In Focus
Float Like a Butterfly: Muhammad Ali's life in photos
Muhammad Ali, originally known as Cassius Clay, is considered to be the greatest heavyweight boxer in the history of the sport.
Muhammad Ali, known then as Cassius Clay, with his trainer Angelo Dundee at City Parks Gym in New York, Feb. 8, 1962.
Ali, the silver-tongued boxer and civil rights champion who famously proclaimed himself "The Greatest" and then spent a lifetime living up to the billing, died on June 3, 2016.
Clay, who later changed his name to Muhammad Ali, points to a sign he wrote on a chalk board in his dressing room before his fight against Archie Moore in Los Angeles, predicting he would knock Moore out in the fourth round, which he went on to do. The sign also predicts he'll be the next champ via a knockout over Sonny Liston in eight rounds. He did it in seven rounds.



Clay's handlers hold him back after he is announced the new heavyweight world champion on a seventh round technical knockout against Sonny Liston at Convention Hall in Miami Beach, Florida on Feb. 25, 1964.
The new champion soon renounced Cassius Clay as his "slave name" and said he would be known from then by the Muslim name Muhammad Ali.
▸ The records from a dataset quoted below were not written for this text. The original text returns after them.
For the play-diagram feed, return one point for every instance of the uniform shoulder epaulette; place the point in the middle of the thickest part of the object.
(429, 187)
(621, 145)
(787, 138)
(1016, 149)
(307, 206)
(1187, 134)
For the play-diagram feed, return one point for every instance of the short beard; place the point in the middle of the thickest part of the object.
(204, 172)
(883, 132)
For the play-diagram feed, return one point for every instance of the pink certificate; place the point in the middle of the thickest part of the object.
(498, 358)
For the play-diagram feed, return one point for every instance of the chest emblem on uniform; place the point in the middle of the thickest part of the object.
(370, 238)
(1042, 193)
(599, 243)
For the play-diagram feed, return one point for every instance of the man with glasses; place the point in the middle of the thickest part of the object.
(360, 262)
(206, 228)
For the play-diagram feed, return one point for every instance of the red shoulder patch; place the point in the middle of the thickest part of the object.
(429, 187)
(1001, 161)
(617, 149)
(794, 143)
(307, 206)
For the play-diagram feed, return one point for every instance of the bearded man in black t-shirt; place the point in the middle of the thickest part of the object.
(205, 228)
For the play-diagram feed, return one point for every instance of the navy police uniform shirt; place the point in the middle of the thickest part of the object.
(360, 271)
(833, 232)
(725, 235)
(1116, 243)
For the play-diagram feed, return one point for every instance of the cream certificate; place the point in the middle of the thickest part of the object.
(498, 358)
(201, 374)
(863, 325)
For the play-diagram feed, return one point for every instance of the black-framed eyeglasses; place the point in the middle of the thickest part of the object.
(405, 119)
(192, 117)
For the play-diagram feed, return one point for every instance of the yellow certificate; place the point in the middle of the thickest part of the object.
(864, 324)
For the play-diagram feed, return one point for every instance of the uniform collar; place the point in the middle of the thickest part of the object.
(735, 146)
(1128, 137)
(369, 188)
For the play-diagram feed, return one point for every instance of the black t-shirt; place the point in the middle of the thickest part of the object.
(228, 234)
Muhammad Ali with Malcolm X outside the Trans-Lux Newsreel Theater in New York on March 1, 1964, where they had just watched a film screening on Ali's title fight with Sonny Liston in Miami Beach.
Inspired by Malcolm X, the boxer converted to Islam in 1963, but he kept his new faith a secret until the heavyweight crown was safely in hand.




Ali is escorted from the Armed Forces Examining and Entrance Station in Houston by Lt. Col. J. Edwin McKee, commandant of the station, after he refused Army induction on April 28, 1967. Ali says he was a conscientious objector who would not serve in the Army of a country that treated members of his race as second-class citizens.


Ali walks with members of the Black Panthers through New York in September 1970. Ali was sentenced to five years in prison and his championship title was revoked after he was convicted of draft evasion for refusing to serve with the American army in Vietnam upon grounds of conscientious objection. The decision was overturned in 1971 but Ali became a figurehead of resistance and a hero of the people.













Ali is escorted on stage by his wife Lonnie and a personal assistant during The Muhammad Ali Celebrity Fight Night Awards XIX in Phoenix, Arizona, March 23, 2013. The awards are given out to celebrities who embody the qualities of Ali and his fight to find a cure for Parkinson's Disease.

Ali attends Muhammad Ali's Celebrity Fight Night XXII at the JW Marriott Phoenix Desert Ridge Resort & Spa on April 8, 2016 in Phoenix, Arizona.